Individuals in Dallas, Texas, should understand that Internet use is rarely 100 percent private. From adware to the authorities, organizations track your movement and activity online for a variety of reasons. A group of individuals who were arrested in a federal sting operation known as "Operation Round Table" drew the interest of authorities due to allegations of internet solicitation and child pornography.
According to authorities, the leader of the operation resided in a neighboring state, but the ring of individuals involved and the list of victims spans the entire globe. Federal investigators allege that individuals within the solicitation ring pretended to be girls online. They then talked boys into sharing explicit images of themselves or others; those images were further shared online.
Authorities report that many of the victims were age 13 to 15, though at least two of the boys were under the age of three. Investigators say there are around 250 victims. Victims are located in five countries other than the United States as well as 39 states.
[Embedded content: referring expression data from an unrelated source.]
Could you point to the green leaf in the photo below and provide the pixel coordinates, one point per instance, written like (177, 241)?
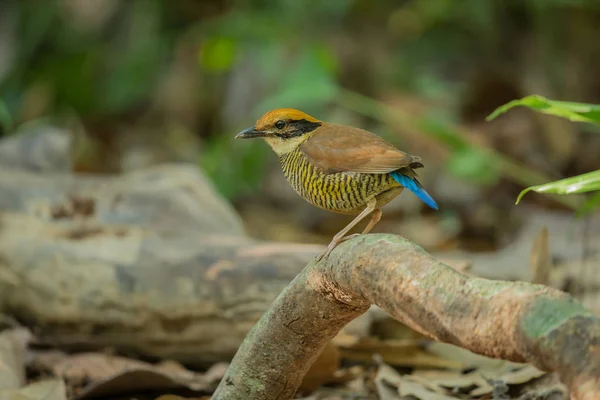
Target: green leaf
(577, 184)
(218, 54)
(473, 165)
(311, 83)
(577, 112)
(590, 205)
(5, 118)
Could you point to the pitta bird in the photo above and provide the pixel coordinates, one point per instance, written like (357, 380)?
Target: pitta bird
(338, 168)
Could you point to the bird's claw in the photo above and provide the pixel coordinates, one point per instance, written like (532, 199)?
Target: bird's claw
(334, 243)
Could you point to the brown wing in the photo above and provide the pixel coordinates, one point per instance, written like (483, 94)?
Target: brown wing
(338, 148)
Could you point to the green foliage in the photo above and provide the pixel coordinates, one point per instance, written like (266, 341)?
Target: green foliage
(590, 205)
(5, 118)
(577, 184)
(234, 169)
(309, 84)
(577, 112)
(218, 54)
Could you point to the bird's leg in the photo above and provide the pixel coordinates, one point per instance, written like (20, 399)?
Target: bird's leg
(375, 217)
(341, 235)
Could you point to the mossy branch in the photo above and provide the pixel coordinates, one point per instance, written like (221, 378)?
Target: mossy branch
(515, 321)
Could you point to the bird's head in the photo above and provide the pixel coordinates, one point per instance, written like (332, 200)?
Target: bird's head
(283, 128)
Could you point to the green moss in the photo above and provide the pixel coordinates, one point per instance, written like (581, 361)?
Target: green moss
(546, 315)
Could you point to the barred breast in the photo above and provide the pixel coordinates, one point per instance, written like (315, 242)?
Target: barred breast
(342, 192)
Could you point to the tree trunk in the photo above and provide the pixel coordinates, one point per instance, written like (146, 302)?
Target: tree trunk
(515, 321)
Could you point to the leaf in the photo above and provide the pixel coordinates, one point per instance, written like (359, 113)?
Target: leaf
(51, 389)
(218, 54)
(577, 112)
(590, 205)
(5, 118)
(13, 343)
(113, 375)
(311, 83)
(577, 184)
(474, 165)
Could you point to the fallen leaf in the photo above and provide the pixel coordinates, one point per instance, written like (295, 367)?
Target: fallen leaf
(409, 388)
(13, 343)
(398, 353)
(107, 375)
(439, 380)
(541, 259)
(323, 369)
(391, 385)
(51, 389)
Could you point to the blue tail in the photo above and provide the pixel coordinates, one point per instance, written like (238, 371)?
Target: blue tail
(414, 186)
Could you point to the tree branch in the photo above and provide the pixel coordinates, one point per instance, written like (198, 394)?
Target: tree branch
(515, 321)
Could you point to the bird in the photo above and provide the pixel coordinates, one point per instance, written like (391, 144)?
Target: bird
(338, 168)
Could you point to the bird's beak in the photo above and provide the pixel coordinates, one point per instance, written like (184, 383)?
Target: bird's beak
(250, 133)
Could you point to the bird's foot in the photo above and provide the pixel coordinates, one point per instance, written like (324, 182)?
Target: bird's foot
(333, 245)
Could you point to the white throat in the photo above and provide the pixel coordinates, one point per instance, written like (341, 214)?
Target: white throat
(281, 146)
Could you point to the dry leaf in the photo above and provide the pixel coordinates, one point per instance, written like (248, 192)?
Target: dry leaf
(440, 380)
(113, 375)
(387, 381)
(397, 353)
(13, 343)
(51, 389)
(323, 369)
(540, 259)
(392, 386)
(409, 388)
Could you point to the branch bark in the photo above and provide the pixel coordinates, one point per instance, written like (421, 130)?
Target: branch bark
(516, 321)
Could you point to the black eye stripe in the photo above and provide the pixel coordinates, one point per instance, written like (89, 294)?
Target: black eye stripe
(298, 128)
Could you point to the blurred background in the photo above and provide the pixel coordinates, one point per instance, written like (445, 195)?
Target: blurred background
(141, 82)
(138, 83)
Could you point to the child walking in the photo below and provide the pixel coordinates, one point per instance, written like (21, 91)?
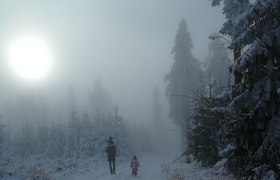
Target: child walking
(134, 165)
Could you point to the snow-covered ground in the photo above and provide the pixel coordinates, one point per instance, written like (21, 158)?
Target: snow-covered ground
(152, 167)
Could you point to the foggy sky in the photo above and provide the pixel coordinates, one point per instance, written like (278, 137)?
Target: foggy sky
(125, 42)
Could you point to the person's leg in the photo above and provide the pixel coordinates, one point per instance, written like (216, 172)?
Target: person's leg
(114, 166)
(110, 166)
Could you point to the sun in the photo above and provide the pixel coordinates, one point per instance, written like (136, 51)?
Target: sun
(29, 57)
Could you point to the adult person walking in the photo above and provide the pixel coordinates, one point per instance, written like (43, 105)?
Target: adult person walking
(111, 155)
A 27-year-old in a neighboring state is accused of being the ringleader for the operation. Authorities arrested 14 men in the case; they report that 10 of the other men reside in the same state as the alleged ringleader. According to authorities, the 27-year-old admits to creating fake online personas and say he encouraged others to do so as well.
Court documents indicate the man was arrested in June 2013 and has been in custody since that date. Documents also indicate that the man plans to change his plea to guilty in a hearing on March 27; he is facing a possible sentence of 20 years up to life in prison.
It's important to remember that not everyone who is arrested is guilty. That task falls to the prosecutor to provide guilt beyond a reasonable doubt. Everyone charged with a crime has a right to a fair and unbiased trial, as well as the right to appeal a verdict that is unfavorable.